Australian online home improvement marketplace hipages is making a big bet on TV – signing on as a major sponsor of season 15 of The Block, which will begin airing in August.

The Block is a popular reality television series broadcast on the Nine Network. The series follows four or five couples as they compete against each other to renovate and restyle properties and sell them at auction for the highest price.

While sponsoring a television programme is not a new marketing move, it is uncharted waters for the 15-year old brand that has built its business almost exclusively on search advertising.

In Australia, households spend A$73bn a year on tradespeople – or “tradies”, as they’re referred to locally – which equates to about 5% of the country’s 2018 GDP, larger than its agricultural or iron exports. About 70 million paid residential jobs were completed by tradies in the past year, according to hipages.

Established in 2004, the platform lays claim to a leadership position in the market, with an average of 100,000 jobs posted every month and 2.6 million users nationwide.

Speaking at Advertising Week APAC, a conference held in Sydney, Australia, hipages chief customer officer Stuart Tucker noted that growth of the business to date has been driven by paid search.

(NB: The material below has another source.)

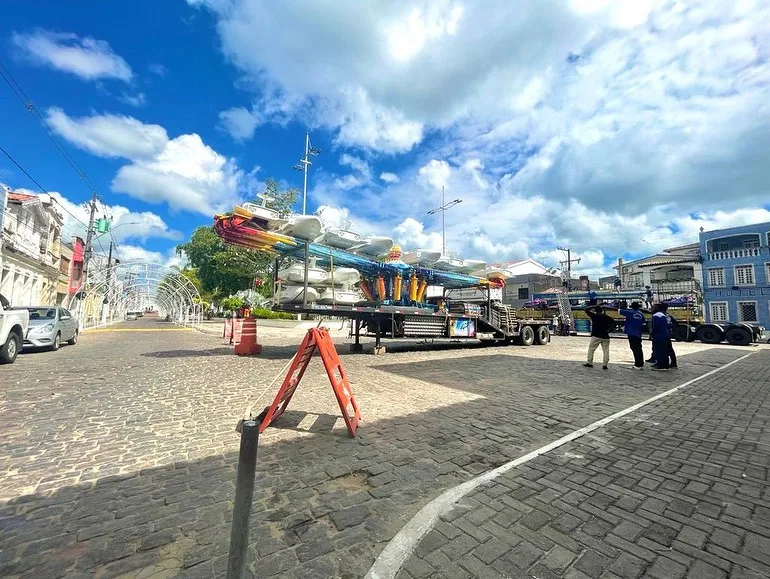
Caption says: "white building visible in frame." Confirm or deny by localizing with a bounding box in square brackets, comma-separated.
[0, 189, 63, 306]
[616, 243, 703, 301]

“There's a lot of search activity going on in this category but what that really meant is that we were driving performance, but we didn't get the balance right,” he said. “We had an inconsistent approach to brand building activity. In fact, we had never consistently invested in our brand.”

This resulted in only one in four Australians having heard of hipages when prompted – only 27% aided awareness. This led to the company’s first foray into TV advertising to build its brand, with its ‘Change the way you tradie’ campaign launching in August 2018. (For more read WARC’s Australia’s hipages goes all in on TV to boost brand.)

The company enjoyed lasting results from the effort:
  • Increased aided awareness from 27% to 37%, a figure which held for six months post-campaign.
  • Increased brand consideration, up from 17% to 24%, which also held for six months.
“That’s a big deal for us and that changes things,” said Tucker. “We drove new customers and reinvigorated existing ones who may have lapsed and increased the LTV because every customer we get on mobile is double the LTV of those that come in via desktop. This starts to change the dynamics of our business which a great result.”